Gängige Farben sind orange/silber, blau/silber, schwarz/rot und grün/silber, die Jigs am besten in Richtung japanrot und schwarz wählen.

Schau Dich auf dem Kutter um mit welchen Farben gefangen wird, dann wird das schon hinhauen  |supergri 

Gruß,
Hendrik


----------



## hornhechteutin (29. Januar 2005)

*AW: Welche Farbe auf Dorsch?*

Moin Moin ,
scharz/rot/ Silber sind meine Farben auf einem Kutter .


Gruß aus Eutin
Michael


----------



## Gelöschtes Mitglied 3879 (29. Januar 2005)

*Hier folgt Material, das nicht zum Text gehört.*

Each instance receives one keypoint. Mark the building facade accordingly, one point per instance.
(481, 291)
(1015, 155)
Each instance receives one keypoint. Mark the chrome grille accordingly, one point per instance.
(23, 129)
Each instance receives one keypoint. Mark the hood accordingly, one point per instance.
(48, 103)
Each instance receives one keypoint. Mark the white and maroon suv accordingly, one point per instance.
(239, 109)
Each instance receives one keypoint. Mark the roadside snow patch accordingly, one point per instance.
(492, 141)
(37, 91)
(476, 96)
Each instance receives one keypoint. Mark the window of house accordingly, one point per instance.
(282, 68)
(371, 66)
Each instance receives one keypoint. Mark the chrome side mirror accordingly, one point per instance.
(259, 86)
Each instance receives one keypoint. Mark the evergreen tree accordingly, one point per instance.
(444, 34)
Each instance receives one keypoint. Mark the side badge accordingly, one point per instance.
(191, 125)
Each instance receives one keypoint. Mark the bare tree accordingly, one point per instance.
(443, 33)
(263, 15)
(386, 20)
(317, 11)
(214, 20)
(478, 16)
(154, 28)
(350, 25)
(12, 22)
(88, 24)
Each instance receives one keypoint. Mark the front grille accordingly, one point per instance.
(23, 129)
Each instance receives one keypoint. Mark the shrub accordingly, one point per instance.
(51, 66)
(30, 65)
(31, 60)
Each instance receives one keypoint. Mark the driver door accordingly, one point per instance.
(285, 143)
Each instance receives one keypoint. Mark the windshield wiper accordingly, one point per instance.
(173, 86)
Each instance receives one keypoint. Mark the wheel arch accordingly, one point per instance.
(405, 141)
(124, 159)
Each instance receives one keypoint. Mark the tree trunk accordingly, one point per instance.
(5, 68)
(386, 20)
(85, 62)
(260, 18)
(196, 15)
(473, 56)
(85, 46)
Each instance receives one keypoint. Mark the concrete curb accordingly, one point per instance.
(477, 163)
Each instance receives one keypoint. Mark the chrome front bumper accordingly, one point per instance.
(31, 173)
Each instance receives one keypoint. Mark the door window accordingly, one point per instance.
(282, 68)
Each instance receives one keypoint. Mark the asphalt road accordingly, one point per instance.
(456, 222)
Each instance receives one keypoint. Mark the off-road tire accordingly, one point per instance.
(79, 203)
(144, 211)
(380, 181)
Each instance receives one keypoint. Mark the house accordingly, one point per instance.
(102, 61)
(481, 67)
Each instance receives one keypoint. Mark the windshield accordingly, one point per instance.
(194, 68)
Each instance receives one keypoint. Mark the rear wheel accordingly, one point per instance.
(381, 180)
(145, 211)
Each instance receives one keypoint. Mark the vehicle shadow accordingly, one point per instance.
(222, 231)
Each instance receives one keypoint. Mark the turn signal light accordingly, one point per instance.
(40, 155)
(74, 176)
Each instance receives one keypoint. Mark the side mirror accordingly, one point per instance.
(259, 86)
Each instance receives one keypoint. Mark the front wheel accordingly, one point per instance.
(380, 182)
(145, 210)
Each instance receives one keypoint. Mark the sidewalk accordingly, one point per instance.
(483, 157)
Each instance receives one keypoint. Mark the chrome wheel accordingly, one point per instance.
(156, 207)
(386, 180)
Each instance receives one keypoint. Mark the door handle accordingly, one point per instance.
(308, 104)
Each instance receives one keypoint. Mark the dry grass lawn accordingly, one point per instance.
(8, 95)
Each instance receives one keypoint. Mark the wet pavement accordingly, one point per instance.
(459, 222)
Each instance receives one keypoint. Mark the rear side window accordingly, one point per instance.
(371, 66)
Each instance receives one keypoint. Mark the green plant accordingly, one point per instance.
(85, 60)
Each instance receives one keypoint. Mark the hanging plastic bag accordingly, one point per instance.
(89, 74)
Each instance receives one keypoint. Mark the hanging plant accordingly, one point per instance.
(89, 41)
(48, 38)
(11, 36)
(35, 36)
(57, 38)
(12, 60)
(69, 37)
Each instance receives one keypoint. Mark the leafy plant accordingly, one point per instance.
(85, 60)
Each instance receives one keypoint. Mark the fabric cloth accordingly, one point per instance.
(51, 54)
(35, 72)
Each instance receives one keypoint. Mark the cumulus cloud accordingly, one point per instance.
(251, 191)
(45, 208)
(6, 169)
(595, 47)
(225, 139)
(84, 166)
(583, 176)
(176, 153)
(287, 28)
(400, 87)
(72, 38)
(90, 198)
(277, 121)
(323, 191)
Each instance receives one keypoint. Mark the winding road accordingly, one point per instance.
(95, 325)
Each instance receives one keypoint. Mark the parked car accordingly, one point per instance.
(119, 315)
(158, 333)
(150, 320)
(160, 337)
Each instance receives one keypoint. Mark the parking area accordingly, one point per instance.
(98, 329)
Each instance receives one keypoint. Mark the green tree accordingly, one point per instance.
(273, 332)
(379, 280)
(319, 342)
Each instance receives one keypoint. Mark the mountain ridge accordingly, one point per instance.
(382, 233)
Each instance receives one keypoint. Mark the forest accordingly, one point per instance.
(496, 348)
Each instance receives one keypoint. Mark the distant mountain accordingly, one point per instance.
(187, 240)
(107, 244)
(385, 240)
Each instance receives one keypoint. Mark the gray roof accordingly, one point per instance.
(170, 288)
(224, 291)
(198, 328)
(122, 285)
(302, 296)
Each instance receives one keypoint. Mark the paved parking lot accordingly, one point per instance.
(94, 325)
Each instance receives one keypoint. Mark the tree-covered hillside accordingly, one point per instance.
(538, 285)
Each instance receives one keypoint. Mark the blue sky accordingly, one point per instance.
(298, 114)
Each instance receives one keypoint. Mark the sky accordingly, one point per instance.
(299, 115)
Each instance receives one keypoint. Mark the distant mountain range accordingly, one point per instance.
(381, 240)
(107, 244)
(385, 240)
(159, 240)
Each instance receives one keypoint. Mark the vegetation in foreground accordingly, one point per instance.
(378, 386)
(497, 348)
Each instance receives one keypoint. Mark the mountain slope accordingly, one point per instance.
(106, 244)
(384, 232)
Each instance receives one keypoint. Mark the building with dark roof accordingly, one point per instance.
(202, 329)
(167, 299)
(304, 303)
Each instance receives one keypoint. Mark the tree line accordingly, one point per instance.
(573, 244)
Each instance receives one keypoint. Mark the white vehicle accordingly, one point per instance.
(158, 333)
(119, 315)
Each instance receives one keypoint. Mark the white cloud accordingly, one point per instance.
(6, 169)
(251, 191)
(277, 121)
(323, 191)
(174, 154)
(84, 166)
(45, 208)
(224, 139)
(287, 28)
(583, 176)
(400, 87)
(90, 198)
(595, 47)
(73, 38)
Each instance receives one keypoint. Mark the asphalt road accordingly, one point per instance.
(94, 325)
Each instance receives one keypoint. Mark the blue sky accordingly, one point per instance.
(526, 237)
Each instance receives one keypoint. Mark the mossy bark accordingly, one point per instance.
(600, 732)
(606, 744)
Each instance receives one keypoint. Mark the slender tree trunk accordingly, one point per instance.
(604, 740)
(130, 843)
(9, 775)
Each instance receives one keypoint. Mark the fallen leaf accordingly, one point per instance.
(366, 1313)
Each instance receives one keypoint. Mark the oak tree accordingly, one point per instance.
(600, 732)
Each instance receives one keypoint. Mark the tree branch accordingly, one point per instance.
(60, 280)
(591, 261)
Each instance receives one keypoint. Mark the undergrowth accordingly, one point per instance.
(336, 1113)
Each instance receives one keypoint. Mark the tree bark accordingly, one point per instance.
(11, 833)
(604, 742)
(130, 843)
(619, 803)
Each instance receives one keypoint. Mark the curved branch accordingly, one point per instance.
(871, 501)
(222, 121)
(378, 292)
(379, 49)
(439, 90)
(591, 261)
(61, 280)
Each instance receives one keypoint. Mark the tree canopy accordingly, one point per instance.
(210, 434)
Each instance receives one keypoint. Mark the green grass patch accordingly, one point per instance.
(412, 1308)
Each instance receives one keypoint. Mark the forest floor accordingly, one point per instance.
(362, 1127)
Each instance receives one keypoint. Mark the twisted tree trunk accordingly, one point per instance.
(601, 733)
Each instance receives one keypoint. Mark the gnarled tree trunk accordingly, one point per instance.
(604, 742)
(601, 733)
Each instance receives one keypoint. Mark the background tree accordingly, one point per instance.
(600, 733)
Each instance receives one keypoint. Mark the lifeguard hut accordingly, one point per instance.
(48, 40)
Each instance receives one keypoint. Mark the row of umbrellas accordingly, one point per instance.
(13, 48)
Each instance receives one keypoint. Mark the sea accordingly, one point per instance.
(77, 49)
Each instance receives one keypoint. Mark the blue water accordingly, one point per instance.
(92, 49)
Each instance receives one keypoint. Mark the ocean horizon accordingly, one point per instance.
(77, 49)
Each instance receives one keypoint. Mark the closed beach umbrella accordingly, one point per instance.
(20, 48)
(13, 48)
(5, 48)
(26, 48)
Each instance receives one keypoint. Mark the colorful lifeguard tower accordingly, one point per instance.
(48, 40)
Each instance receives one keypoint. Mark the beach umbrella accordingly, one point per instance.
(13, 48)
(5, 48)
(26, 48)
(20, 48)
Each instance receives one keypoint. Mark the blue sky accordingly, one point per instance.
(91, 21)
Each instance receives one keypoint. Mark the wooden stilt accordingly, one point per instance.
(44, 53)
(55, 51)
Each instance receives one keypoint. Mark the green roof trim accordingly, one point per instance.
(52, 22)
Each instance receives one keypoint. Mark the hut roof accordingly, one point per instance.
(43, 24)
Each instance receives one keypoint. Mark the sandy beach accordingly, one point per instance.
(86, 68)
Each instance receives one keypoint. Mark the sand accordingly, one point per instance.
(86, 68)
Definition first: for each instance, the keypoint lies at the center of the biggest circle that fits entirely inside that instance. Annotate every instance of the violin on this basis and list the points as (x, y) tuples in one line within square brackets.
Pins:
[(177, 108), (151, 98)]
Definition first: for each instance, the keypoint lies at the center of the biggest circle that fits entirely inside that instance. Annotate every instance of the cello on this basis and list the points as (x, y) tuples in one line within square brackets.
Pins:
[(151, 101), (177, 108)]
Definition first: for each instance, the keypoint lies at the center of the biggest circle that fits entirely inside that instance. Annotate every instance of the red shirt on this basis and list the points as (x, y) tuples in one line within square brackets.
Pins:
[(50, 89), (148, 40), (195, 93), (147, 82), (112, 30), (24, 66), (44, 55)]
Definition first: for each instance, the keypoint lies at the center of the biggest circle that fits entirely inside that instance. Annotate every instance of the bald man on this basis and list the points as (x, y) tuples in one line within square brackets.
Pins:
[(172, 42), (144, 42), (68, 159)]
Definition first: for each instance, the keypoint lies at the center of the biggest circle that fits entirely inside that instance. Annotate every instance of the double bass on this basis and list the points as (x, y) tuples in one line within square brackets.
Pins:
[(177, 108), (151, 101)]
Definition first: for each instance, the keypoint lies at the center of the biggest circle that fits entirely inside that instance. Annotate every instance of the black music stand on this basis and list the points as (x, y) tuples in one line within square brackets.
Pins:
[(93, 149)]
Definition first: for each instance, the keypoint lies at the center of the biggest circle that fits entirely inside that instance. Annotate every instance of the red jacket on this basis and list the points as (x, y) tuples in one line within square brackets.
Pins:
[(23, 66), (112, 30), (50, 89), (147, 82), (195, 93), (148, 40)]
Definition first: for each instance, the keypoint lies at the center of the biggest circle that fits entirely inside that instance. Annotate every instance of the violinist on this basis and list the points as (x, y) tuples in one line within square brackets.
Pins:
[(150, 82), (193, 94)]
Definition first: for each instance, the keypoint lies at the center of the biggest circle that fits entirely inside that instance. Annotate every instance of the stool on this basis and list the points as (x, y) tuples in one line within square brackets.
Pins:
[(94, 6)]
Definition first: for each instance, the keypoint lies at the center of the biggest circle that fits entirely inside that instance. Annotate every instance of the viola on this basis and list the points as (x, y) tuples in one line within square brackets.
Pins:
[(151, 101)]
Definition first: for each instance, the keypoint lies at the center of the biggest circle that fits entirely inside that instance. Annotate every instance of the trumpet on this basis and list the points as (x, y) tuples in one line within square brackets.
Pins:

*AW: Welche Farbe auf Dorsch?*

blauviolett,rotschwarz,rotgrün,orangesilber,und einen blausilberton,damit deckst du fast allses ab!!!
jig in rot ,schwarz,oder orange!!!
zur zeit reicht ein beifänger völlig aus!!!!!!!1


----------



## Thomas9904 (29. Januar 2005)

*AW: Welche Farbe auf Dorsch?*

Ich glaube dass die Farbe der Pilker/Beifänger oft für die Angler wichtiger als für die Dorsche ist (oft, hab ich geschrieben, nicht immer!!!).
So leicht wie möglich und so schwer wie nötig angeln, dabei immer den Köder unter Kontrolle haben damit man auch die "leisen" Zupfer merkt und anschlagen kann. 
Hier im Bord kannst Du aber auch seitenlange Diskussionen über Pilkerfarben finden))


----------



## Plumps (29. Januar 2005)

*AW: Welche Farbe auf Dorsch?*

Da kann man doch gleich sagen, das jede Farbe funktioniert..
Dorsche sind sehr launisch, was heute geht kann morgen schon wieder nicht klappen. Einfach durchprobieren.

Grüße
Plumps #h


----------



## Gelöschtes Mitglied 3879 (29. Januar 2005)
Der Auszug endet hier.